Survivors’ stories project receives Queen’s Award

Manchester volunteer initiative turns testimonies into hardback books


A Manchester project documenting the stories of Holocaust survivors has received the Queen’s Award for Voluntary Service — the UK’s highest accolade for volunteering.

Participants in the My Voice programme, a standalone scheme run by communal welfare charity The Fed, were recognised for their “outstanding work for the local community”.

My Voice has involved more than 50 volunteers collating and publishing the stories of Manchester-based survivors in a series of hardback books.

To date, the lives of 28 people have been documented, with another 11 books being progressed.

The process is long and intricate, with months devoted to interviews, writing and editing. The books are also an important contribution to Holocaust legacy as the number of survivors diminishes.
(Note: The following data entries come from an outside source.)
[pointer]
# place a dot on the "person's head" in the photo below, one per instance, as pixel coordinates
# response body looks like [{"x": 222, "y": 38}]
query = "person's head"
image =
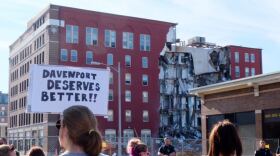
[
  {"x": 131, "y": 144},
  {"x": 79, "y": 128},
  {"x": 3, "y": 141},
  {"x": 224, "y": 140},
  {"x": 167, "y": 141},
  {"x": 36, "y": 151},
  {"x": 262, "y": 144},
  {"x": 140, "y": 150},
  {"x": 7, "y": 150}
]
“It’s so much more than just telling the survivors’ stories,” explained Rebecca Weinberg, a project volunteer for four years. “It’s about using those stories as the most amazing educational tool.

“I sit for hours and hours with a survivor and a tape recorder and it’s all at their pace. They tell me their story through conversations and it really is an honour.
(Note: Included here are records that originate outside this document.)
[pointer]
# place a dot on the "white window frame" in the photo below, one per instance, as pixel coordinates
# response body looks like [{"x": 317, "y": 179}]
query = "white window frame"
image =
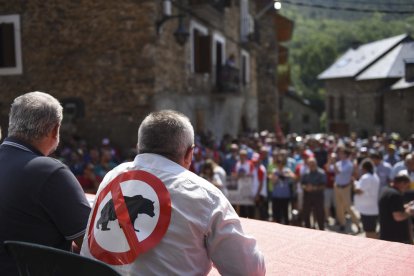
[
  {"x": 245, "y": 54},
  {"x": 202, "y": 29},
  {"x": 18, "y": 69},
  {"x": 217, "y": 37}
]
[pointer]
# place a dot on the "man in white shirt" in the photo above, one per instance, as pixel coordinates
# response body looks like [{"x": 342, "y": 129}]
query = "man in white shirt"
[{"x": 184, "y": 224}]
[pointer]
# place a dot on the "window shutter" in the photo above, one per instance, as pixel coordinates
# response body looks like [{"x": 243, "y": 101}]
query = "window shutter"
[
  {"x": 205, "y": 54},
  {"x": 7, "y": 51}
]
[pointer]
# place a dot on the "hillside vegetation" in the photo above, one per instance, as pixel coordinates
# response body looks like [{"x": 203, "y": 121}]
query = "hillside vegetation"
[{"x": 319, "y": 40}]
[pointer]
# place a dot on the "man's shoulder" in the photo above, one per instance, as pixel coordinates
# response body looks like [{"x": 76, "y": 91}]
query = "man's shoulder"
[{"x": 46, "y": 162}]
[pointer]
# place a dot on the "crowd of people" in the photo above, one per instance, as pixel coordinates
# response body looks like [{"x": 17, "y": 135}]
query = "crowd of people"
[{"x": 315, "y": 181}]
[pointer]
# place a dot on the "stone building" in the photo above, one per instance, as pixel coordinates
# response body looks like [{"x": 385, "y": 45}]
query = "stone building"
[
  {"x": 298, "y": 115},
  {"x": 112, "y": 62},
  {"x": 363, "y": 95}
]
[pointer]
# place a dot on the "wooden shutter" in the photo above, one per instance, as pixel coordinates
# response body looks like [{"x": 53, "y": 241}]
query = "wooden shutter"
[
  {"x": 7, "y": 47},
  {"x": 205, "y": 54}
]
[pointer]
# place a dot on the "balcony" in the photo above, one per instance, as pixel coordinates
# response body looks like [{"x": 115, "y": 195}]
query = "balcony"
[
  {"x": 219, "y": 5},
  {"x": 228, "y": 79}
]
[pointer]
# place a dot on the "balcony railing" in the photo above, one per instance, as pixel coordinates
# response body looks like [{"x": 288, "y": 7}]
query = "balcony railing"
[{"x": 219, "y": 5}]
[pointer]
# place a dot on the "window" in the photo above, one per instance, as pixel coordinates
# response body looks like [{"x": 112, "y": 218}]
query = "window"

“It can be very emotional for them, and for me, but every experience — and they are all so different — has to be told.”

The books produced by My Voice are not exclusively about the Shoah. The experiences of the subjects before and after also feature, celebrating lives rebuilt in the wake of tragedy.

“We help to validate their lives,” said Juliette Pearce, The Fed’s volunteer services manager.

“Their stories tell of their successes and the wonderful contributions they have made to the Greater Manchester community and beyond in terms of work, communal office and so forth. They are stories of triumph.”

Ike Alterman, one of the Windermere Boys who came to Britain as a child refugee, has had his story published through My Voice. “Sometimes it got very emotional”, he told the JC.

“But I am privileged that I’m still capable of passing on my experiences and some of my unfortunate past. Hopefully the people who read the book will take note and live a life where they will never see what I have seen.

“When I [give talks] to some schools with young children I cannot describe some of the atrocities — I have to adjust my speech.

“But when I am speaking to grown up people, I can tell them.”

Volunteers will receive their Queen’s Award crystal and certificate from the Lord-Lieutenant of Greater Manchester later this summer. In addition, two volunteers will attend a Buckingham Palace garden party next year.